Classification

Dashboard

For classification tasks, percent accuracy and AUC are shown. These are computed using all Gold Standard cases where the Centaur labelers have reached consensus.

Percent Accuracy

The percent accuracy is the percentage of Gold Standard cases where the resulting Majority Label matches the Correct Label.

Average AUC (Area Under the Curve)

The AUC summarizes the tradeoff between precision and recall for a single answer choice by calculating the area under the precision-recall curve (explained below). AUC is a number between 0 and 1. The closer the AUC is to 1, the better. The average AUC shown on the portal is the average of the AUC for each answer choice in the task.

Average Agreement

The case-level agreement is defined as the fraction of qualified opinions from Centaur labelers that match the Majority Label. The task-level average agreement is calculated as the average of case-level agreement over all Labeled and Gold Standard cases.

Charts and Tables

Confusion matrix

The confusion matrix shows our labelers’ answers (Majority Label) versus the correct answers (Correct Label) on Gold Standard cases where our labelers have reached a consensus. The cases on the diagonal are the number of cases in each class where both the Majority Label and the Correct Label are the same, whereas the cases outside of the diagonal indicate cases where the Majority Label differs from the Correct Label on Gold Standard cases.

Classification tasks

Take a look at this classification task example:

Let’s look at the first row. Summing up all of the values, 88 Gold Standard cases have a Majority Label of “normal”. However, only 80 of them also have the Correct Label of “normal”. 2 of the Gold Standard cases with the Correct Label “abnormal heartbeat” were incorrectly identified by Centaur labelers as “normal”, as demonstrated by the second cell in the first row. Taking a look at the second column, of the 49 Gold Standard cases with the Correct Label “abnormal heartbeat”, Centaur labelers correctly identified 47 of them. They labeled 2 of the Gold Standard cases with the Correct Label “abnormal heartbeat” as “normal”, as you can see in the first cell of the second column.

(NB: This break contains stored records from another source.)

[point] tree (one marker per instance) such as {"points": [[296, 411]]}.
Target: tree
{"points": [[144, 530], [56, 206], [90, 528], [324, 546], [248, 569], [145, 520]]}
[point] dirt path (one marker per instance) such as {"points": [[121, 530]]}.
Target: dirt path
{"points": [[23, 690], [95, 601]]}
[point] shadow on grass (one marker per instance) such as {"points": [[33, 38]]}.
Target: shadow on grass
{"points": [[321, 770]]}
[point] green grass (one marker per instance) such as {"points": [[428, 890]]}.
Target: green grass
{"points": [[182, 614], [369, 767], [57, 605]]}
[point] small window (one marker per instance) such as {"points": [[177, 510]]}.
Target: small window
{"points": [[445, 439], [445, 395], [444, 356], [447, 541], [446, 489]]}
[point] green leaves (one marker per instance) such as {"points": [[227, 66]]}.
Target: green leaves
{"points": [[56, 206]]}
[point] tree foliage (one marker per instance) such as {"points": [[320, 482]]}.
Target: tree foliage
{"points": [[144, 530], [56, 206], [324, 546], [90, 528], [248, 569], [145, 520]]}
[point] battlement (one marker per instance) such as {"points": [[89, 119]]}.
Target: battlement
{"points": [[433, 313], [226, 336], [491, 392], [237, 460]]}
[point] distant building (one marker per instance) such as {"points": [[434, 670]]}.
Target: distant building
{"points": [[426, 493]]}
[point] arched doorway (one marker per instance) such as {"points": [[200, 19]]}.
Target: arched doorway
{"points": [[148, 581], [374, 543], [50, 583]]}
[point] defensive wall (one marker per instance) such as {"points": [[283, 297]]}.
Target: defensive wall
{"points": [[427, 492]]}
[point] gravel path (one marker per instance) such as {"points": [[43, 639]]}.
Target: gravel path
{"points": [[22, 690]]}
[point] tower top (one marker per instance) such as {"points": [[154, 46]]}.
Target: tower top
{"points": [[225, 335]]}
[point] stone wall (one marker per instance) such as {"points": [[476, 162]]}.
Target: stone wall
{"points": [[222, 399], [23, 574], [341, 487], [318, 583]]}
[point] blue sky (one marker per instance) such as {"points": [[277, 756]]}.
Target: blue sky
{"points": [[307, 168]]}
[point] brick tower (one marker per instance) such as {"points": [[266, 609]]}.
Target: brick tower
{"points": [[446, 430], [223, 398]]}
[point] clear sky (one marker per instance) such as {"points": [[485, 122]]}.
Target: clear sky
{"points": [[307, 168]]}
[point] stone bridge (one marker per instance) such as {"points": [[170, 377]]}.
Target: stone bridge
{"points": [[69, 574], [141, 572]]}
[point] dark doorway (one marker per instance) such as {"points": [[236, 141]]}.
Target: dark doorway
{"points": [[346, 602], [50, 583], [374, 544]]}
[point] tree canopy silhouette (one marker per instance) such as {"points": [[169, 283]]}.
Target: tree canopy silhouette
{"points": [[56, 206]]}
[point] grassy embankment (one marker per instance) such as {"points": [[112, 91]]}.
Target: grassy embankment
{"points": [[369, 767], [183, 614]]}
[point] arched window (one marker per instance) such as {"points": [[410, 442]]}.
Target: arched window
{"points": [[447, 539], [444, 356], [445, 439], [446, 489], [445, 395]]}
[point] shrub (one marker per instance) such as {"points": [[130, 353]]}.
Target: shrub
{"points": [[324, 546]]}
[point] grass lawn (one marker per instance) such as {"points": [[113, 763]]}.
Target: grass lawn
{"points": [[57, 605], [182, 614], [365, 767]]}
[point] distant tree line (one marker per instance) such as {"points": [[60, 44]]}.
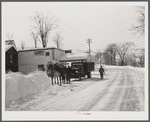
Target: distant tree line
{"points": [[119, 54]]}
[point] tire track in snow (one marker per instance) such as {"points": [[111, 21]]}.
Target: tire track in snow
{"points": [[116, 98], [98, 96], [133, 97]]}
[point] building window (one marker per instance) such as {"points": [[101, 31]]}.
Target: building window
{"points": [[11, 58], [47, 53], [41, 67], [39, 53]]}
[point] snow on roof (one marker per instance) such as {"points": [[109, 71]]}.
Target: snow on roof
{"points": [[74, 57], [33, 49], [7, 47]]}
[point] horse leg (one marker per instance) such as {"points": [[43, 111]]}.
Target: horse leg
{"points": [[60, 80], [57, 80]]}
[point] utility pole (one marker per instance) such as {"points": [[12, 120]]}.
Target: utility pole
{"points": [[89, 41]]}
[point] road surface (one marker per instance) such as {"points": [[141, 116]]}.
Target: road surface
{"points": [[121, 90]]}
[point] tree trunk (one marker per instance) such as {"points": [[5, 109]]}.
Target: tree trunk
{"points": [[122, 62]]}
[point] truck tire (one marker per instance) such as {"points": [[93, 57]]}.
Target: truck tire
{"points": [[89, 75], [79, 77]]}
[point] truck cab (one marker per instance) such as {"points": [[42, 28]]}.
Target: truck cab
{"points": [[80, 69]]}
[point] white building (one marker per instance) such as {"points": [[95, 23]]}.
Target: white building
{"points": [[31, 60]]}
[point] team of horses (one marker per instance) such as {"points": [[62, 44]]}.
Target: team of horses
{"points": [[58, 73]]}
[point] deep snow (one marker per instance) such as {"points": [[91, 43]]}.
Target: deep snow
{"points": [[19, 86]]}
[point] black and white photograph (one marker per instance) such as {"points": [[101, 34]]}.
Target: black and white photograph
{"points": [[74, 60]]}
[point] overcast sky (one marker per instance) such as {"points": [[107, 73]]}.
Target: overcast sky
{"points": [[104, 23]]}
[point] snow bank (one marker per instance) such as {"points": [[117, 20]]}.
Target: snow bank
{"points": [[141, 69], [19, 86]]}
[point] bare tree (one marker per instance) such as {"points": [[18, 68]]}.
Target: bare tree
{"points": [[22, 45], [58, 40], [122, 50], [43, 25], [9, 36], [139, 28], [35, 38]]}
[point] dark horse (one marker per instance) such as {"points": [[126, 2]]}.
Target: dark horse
{"points": [[56, 71]]}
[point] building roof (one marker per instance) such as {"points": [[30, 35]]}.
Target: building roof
{"points": [[7, 47], [34, 49], [74, 57]]}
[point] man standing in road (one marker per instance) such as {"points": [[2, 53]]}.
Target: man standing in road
{"points": [[101, 71]]}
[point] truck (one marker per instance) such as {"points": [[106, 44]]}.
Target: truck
{"points": [[81, 69]]}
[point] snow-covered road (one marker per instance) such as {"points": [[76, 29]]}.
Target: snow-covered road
{"points": [[121, 90]]}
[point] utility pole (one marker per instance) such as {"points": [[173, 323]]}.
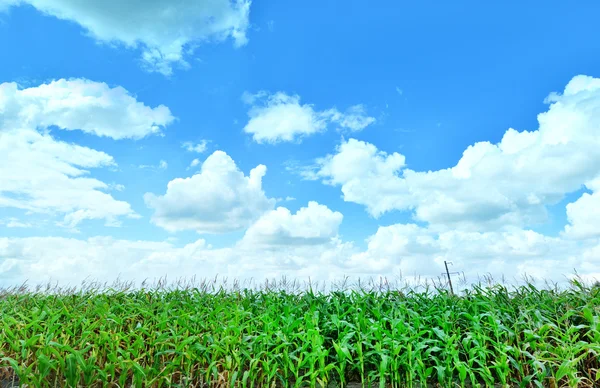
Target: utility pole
{"points": [[448, 273]]}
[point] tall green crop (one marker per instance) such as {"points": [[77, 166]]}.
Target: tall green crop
{"points": [[210, 337]]}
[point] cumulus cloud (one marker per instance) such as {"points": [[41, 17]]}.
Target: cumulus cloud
{"points": [[508, 184], [80, 104], [412, 252], [194, 163], [164, 33], [199, 147], [311, 225], [44, 175], [219, 198], [282, 118], [584, 217]]}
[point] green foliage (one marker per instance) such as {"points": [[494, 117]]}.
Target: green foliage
{"points": [[489, 336]]}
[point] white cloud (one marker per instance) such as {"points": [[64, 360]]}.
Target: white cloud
{"points": [[13, 222], [43, 175], [355, 119], [281, 118], [584, 217], [367, 176], [194, 163], [493, 186], [199, 147], [408, 250], [80, 104], [163, 32], [219, 198], [314, 224]]}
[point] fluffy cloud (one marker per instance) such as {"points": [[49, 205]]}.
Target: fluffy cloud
{"points": [[219, 198], [163, 32], [410, 251], [584, 217], [311, 225], [281, 118], [492, 186], [199, 147], [367, 176], [44, 175], [80, 104]]}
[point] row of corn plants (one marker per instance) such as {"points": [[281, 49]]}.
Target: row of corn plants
{"points": [[487, 336]]}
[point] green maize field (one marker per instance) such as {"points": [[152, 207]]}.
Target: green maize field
{"points": [[271, 337]]}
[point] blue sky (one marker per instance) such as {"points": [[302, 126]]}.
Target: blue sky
{"points": [[419, 81]]}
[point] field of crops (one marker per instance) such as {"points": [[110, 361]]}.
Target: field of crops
{"points": [[488, 336]]}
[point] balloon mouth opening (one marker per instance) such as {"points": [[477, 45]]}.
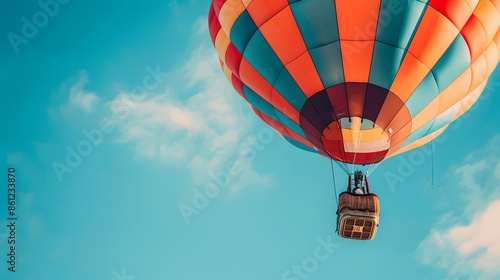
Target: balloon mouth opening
{"points": [[355, 140]]}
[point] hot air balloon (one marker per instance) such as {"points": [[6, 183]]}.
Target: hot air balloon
{"points": [[357, 81]]}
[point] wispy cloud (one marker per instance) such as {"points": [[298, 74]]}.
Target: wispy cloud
{"points": [[198, 122], [79, 97], [467, 243]]}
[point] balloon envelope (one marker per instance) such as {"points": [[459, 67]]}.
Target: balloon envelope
{"points": [[357, 81]]}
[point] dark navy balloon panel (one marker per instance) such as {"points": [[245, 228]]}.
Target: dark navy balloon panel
{"points": [[357, 82]]}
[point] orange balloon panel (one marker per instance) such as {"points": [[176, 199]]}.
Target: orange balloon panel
{"points": [[357, 82]]}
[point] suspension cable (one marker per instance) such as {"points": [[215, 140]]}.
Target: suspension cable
{"points": [[334, 184]]}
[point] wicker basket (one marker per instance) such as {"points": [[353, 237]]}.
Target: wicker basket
{"points": [[358, 216]]}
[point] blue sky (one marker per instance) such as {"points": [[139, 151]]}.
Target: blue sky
{"points": [[116, 117]]}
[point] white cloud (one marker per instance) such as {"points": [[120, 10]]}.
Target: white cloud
{"points": [[468, 243], [79, 97], [199, 124]]}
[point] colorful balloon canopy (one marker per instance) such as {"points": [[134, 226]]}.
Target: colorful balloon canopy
{"points": [[357, 81]]}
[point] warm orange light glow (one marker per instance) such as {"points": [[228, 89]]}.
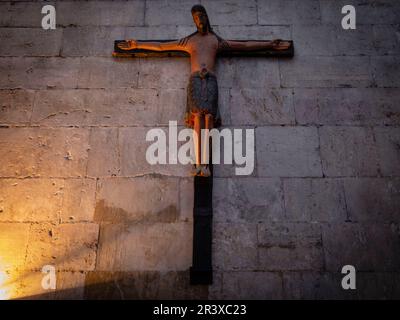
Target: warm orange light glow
{"points": [[4, 290]]}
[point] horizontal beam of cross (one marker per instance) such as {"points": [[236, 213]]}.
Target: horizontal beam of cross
{"points": [[141, 53]]}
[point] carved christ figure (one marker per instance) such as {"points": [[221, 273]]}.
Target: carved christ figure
{"points": [[202, 93]]}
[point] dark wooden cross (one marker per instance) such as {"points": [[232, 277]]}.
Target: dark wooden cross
{"points": [[203, 47]]}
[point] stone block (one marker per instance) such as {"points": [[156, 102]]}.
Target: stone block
{"points": [[314, 200], [350, 106], [251, 285], [104, 107], [68, 247], [101, 13], [247, 199], [235, 246], [388, 144], [248, 73], [386, 39], [252, 106], [30, 200], [78, 200], [368, 12], [278, 12], [231, 12], [38, 73], [142, 285], [139, 200], [373, 199], [43, 152], [333, 40], [324, 71], [22, 14], [133, 147], [348, 151], [90, 40], [16, 106], [103, 161], [145, 247], [162, 12], [367, 247], [99, 72], [166, 73], [13, 244], [288, 152], [386, 71], [30, 42], [290, 246]]}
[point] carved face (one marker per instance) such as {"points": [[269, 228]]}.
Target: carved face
{"points": [[201, 21]]}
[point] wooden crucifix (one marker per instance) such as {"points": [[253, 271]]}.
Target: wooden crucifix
{"points": [[203, 47]]}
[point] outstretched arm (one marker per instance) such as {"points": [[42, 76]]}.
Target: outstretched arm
{"points": [[155, 46], [236, 45]]}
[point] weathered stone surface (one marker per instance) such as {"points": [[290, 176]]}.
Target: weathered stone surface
{"points": [[322, 71], [251, 285], [133, 146], [142, 285], [186, 199], [171, 73], [90, 41], [386, 71], [101, 13], [368, 12], [283, 12], [238, 238], [16, 106], [38, 73], [172, 106], [288, 151], [388, 144], [373, 199], [348, 151], [231, 12], [314, 200], [13, 244], [308, 285], [43, 152], [290, 246], [69, 285], [22, 14], [69, 247], [105, 107], [78, 200], [141, 199], [349, 106], [30, 42], [365, 246], [23, 200], [98, 72], [252, 106], [161, 12], [385, 37], [103, 162], [333, 40], [248, 73], [145, 247], [247, 199]]}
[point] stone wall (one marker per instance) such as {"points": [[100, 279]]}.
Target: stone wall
{"points": [[76, 191]]}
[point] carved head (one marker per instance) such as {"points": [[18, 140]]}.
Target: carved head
{"points": [[200, 18]]}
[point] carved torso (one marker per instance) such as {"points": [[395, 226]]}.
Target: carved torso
{"points": [[203, 51]]}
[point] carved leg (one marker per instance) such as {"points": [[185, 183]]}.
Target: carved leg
{"points": [[197, 138], [206, 139]]}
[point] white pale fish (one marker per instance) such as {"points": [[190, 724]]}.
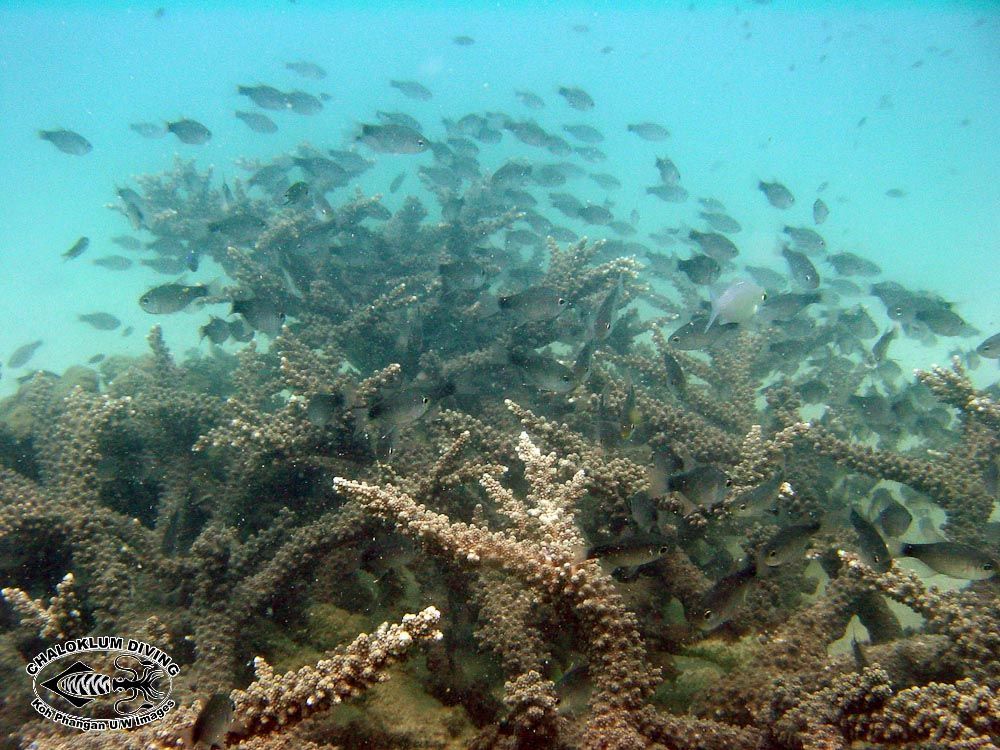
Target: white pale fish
{"points": [[737, 303]]}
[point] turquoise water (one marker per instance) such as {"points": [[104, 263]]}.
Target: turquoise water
{"points": [[747, 91]]}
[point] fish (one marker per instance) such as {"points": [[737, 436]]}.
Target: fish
{"points": [[874, 553], [171, 298], [849, 264], [412, 89], [649, 131], [302, 103], [213, 723], [148, 129], [631, 553], [576, 97], [257, 122], [805, 239], [777, 194], [190, 131], [265, 97], [584, 133], [803, 272], [894, 518], [702, 486], [737, 303], [544, 372], [760, 500], [113, 262], [788, 544], [392, 139], [530, 100], [534, 304], [79, 248], [714, 244], [990, 348], [307, 70], [23, 354], [820, 211], [701, 269], [296, 193], [721, 222], [215, 330], [262, 314], [953, 559], [100, 321], [67, 141], [669, 173], [719, 603]]}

Looking at the confusion matrix for classification tasks can help you determine Centaur labelers’ overall performance on the task, as well as their performance on specific classes.

Note: Confusion matrices are not generated for variable answer choice tasks (tasks where the answer choices vary for each case).

Read about matrices for multi-select classification here.

Label distribution

The label distribution bar graph shows the breakdown of Gold Standard cases by class versus Labeled cases. The label distribution graph can be used to assess whether the class breakdown is consistent with your expectations if known.

Labeling rate

The labeling rate chart shows how many total cases were labeled by a given day. This chart will only include dates where contests were running, as that’s when cases move to Labeled.

Precision-Recall Curve

A Precision-Recall Curve shows the tradeoff between precision and recall for different thresholds.

Consider an example task with two answer choices. We can produce a score for each choice based on the volume of qualified reads for that answer choice on a given case, e.g. 75% choice A, 25% choice B. Then, we can pick a hypothetical score threshold for labeling a case as choice A.

For example, we can say any case where choice A gets a score above 60% (e.g., gets >60% of the votes from qualified reads on the case) gets labeled as choice A and otherwise gets labeled as not choice A (i.e. choice B).

With a 60% score threshold, some of the Majority Labels would match the Correct Label on Gold Standards, and some would not; this gives us a precision (the percent of cases labeled as choice A that match the Correct Label) and a recall (the percent of cases where the Correct Label is choice A that actually got labeled as choice A), and together these are the coordinates of a single point on the precision-recall curve (since the axes are precision and recall).

Here, the Precision-Recall Curve will show that a higher score threshold for choice A will reduce the number of labels for choice A, so it will tend to decrease false positives (higher precision) but also decrease true positives (lower recall). Conversely, a lower score threshold increases the number of labels for choice A, which generally decreases precision (due to more false positives) but increases recall (due to more true positives).

By calculating a precision and recall value for a range of thresholds, we obtain a single precision-recall curve. A high AUC represents a more favorable tradeoff between precision and recall since each threshold will tend to correspond to both a high precision and a high recall. The more favorable this tradeoff, the better the classifier. We generate and display a precision-recall curve for each possible classification in a task, by going through the above process once for choice A, once for choice B, etc. In our case, the score we compare to each hypothetical score threshold is the percentage of qualified reads that voted for that answer choice.

Per-class metrics

This table contains the precision, recall, and specificity values for each label class. Precision for class A is the percent of cases labeled as choice A that match the Correct Label. Recall for class A is the percent of cases where the Correct Label is choice A that actually got labeled as choice A. Specificity for class A is the percent of time we correctly identified cases that were not class A (= Gold Standard cases whose Correct Label is B AND the Majority Label is B / Gold Standard cases where the Correct Label is B).